Department of Radiation Oncology, University of Lübeck, Lübeck, Germany
Department of Radiation Oncology, University of Lübeck, Lübeck, Germany.
Anticancer Res. 2020 May;40(5):2841-2845. doi: 10.21873/anticanres.14258.
BACKGROUND/AIM: Although omitting whole-brain radiotherapy (WBRT) during the treatment of few brain metastases more popular, many patients receive local therapies plus WBRT. WBRT may be less reasonable for patients with poor overall survival (OS), particularly if they are older. This study aimed to identify predictors of OS in these patients.
One-hundred-and-two older patients receiving a local therapy (surgery, radiosurgery, simultaneous integrated boost) and WBRT for 1-3 brain metastases were evaluated. Type of local therapy, WBRT-regimen, age, gender, performance status, primary tumour type, number of brain metastases, extra-cerebral metastasis, and interval from tumour diagnosis to treatment of brain metastases were analysed for OS.
Absence of extra-cerebral metastasis was significantly associated with increased OS on univariate analysis (p=0.001) and Cox regression analysis (risk ratio=2.13, p=0.002).
Extra-cerebral metastasis is an independent predictor of OS and can be helpful when assigning a treatment to older patients with few brain metastases.
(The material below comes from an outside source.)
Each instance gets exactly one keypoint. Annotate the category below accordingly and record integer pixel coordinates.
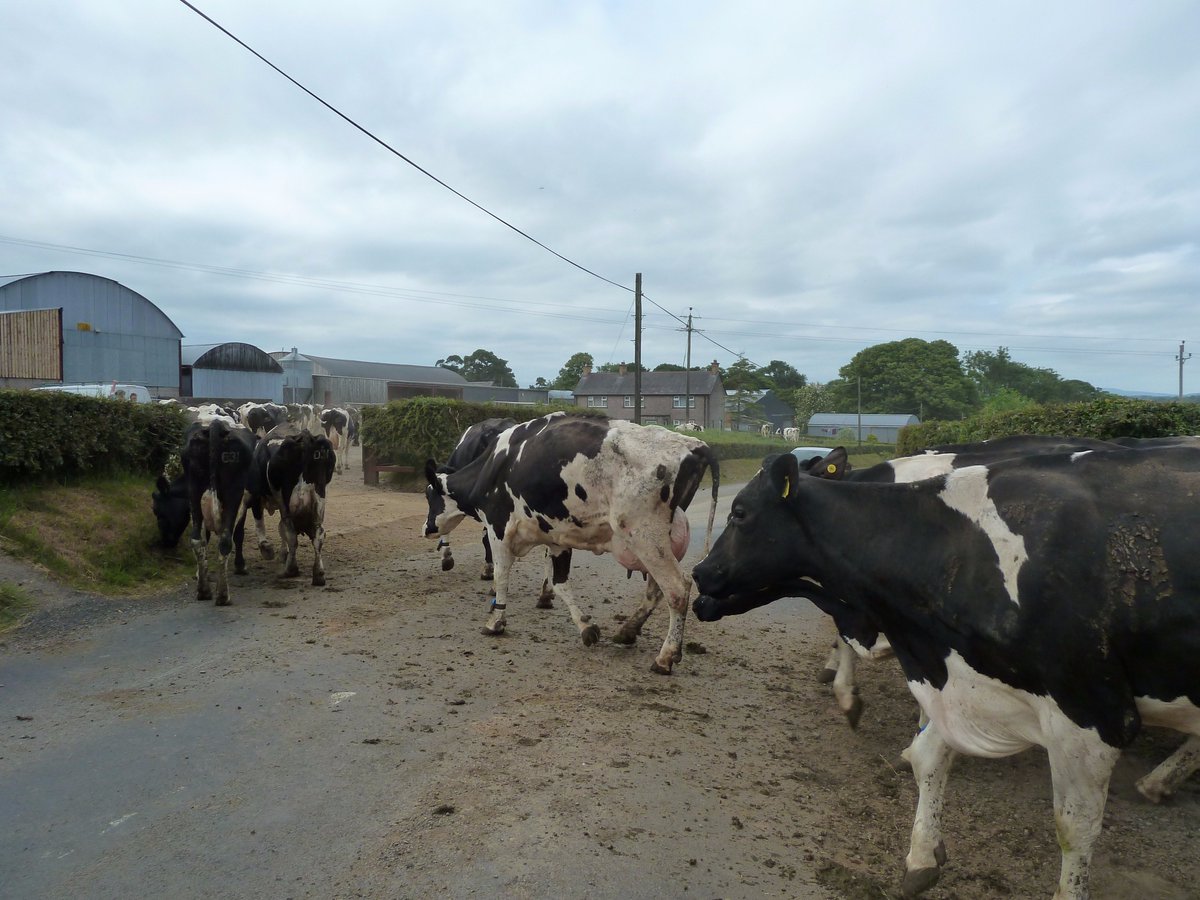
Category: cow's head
(171, 509)
(444, 514)
(756, 558)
背景/目的:虽然在治疗少量脑转移瘤时省略全脑放疗(WBRT)越来越受欢迎,但许多患者仍接受局部治疗加 WBRT。对于总生存(OS)较差的患者,尤其是年龄较大的患者,WBRT 可能不太合理。本研究旨在确定这些患者 OS 的预测因素。
对 102 名接受局部治疗(手术、放射外科、同时整合增强)和 WBRT 治疗 1-3 个脑转移瘤的老年患者进行评估。分析局部治疗类型、WBRT 方案、年龄、性别、体力状况、原发肿瘤类型、脑转移瘤数量、颅外转移和从肿瘤诊断到脑转移治疗的时间间隔与 OS 的关系。
在单因素分析(p=0.001)和 Cox 回归分析(风险比=2.13,p=0.002)中,无颅外转移与 OS 延长显著相关。
颅外转移是 OS 的独立预测因素,对于为少量脑转移瘤的老年患者分配治疗方案时可能会有所帮助。